Zum Handelsschluss am 18./19. Juli notierten die Händler für SJC-Goldbarren üblicherweise bei 144,5 Millionen VND/Unze für den Ankauf und 147,5 Millionen VND/Unze für den Verkauf, wobei die Spanne zwischen An- und Verkauf bei 3 Millionen VND/Unze lag. DOJI wies einen ähnlichen Preis aus.
Im Segment der 9999er Goldringe variieren die Preise je nach Marke leicht. Schlichte Ringe von SJC werden zu 142,1 Millionen VND/Unze im Ankauf und 145,6 Millionen VND/Unze im Verkauf gehandelt; PNJ listet sie hingegen zu 142,5 Millionen VND/Unze im Ankauf und 146,5 Millionen VND/Unze im Verkauf.
Im Vergleich zur Wochenmitte, als die Spanne zwischen Kauf und Verkauf bei einigen Unternehmen wie Bao Tin Minh Chau 4,3 bis 5,4 Millionen VND/Unze erreichte, verringerte sich die Spanne zum Ende der Woche deutlich, lag aber immer noch über dem üblichen Niveau, was darauf hindeutet, dass die vorsichtige Stimmung im Goldhandel anhält.
Im Laufe der Woche schwankte der Preis für SJC-Goldbarren stark. Zu Wochenbeginn erreichte er fast 150 Millionen VND pro Unze, fiel aber am 13. Juli rapide um fast 2 Millionen VND pro Unze. Der Abwärtstrend setzte sich am 14. Juli fort und ließ den Verkaufspreis auf 147,5 Millionen VND pro Unze sinken.
Am 15. Juli erholte sich der Markt dank sinkender US- Inflationsdaten um rund 1 Million VND/Unze, bevor er am 16. und 17. Juli erneut fiel.
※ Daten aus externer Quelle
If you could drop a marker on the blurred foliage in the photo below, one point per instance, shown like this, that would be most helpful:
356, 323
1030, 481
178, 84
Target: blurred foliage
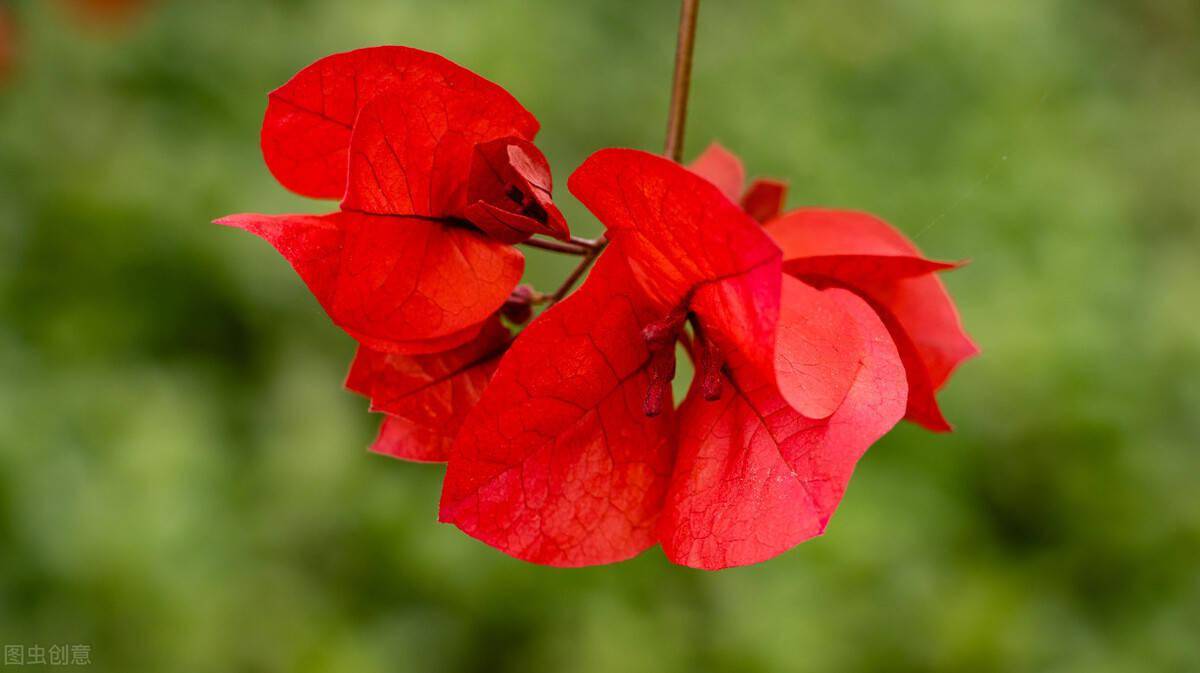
183, 482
Am Nachmittag des 17. Juli erreichten die Goldpreise mit 143,6 Millionen VND/Unze (Ankauf) bzw. 146,6 Millionen VND/Unze (Verkauf) ihren Wochentiefststand, bevor sie sich in den beiden letzten Handelstagen der Woche wieder stabilisierten. Insgesamt schwankte der Verkaufspreis von SJC-Goldbarren in der Woche um rund 3,4 Millionen VND/Unze.
Die stark schwankenden Goldpreise haben die Nachfrage nach 9999er Goldringen weiter ansteigen lassen. In vielen SJC- und Mi-Hong-Filialen in Hanoi und Ho-Chi-Minh-Stadt sind Goldringe oft schon am frühen Morgen ausverkauft. Viele Geschäfte müssen den Verkauf je nach Angebot in der jeweiligen Filiale auf 1 Tael bis 1 Unze pro Kunde beschränken.
Goldhandel im Goldgeschäft Mi Hong.
Um dem entgegenzuwirken, waren die Geschäfte gezwungen, die Abgabemenge pro Kunde und Transaktion auf zwischen 1 Tael und 1 Unze zu beschränken, abhängig vom Lagerbestand der jeweiligen Filiale. Dies führte dazu, dass viele Menschen, die sich schon früh morgens angestellt hatten, unverrichteter Dinge nach Hause gehen mussten.
Gleichzeitig wurde das Online-Registrierungssystem für den Kauf von SJC-Goldbarren aufgrund von technischen Aktualisierungen ab dem 6. April 2026 vorübergehend außer Betrieb genommen, wodurch die Nachfrage auf die Registrierungsportale der vier staatlichen Geschäftsbanken verlagert wurde. Netzwerküberlastungen und die Erschöpfung der verfügbaren Plätze innerhalb von Sekunden nach Öffnung des Systems traten jedoch weiterhin auf.
Diese Lücke hat den Weg für Dienste geebnet, die sich in sozialen Medien als „Registrierung zum Kauf von SJC-Goldbarren im Namen anderer“ ausgeben und dafür 350.000 bis 500.000 VND pro erfolgreicher Transaktion verlangen. Angesichts dieser Situation hat die Polizei wiederholt vor dem Risiko von Datenlecks durch Chipkarten und dem Potenzial für Hightech-Betrug gewarnt, wenn Käufer gezwungen sind, diesen inoffiziellen Goldankaufsagenten persönliche Daten preiszugeben.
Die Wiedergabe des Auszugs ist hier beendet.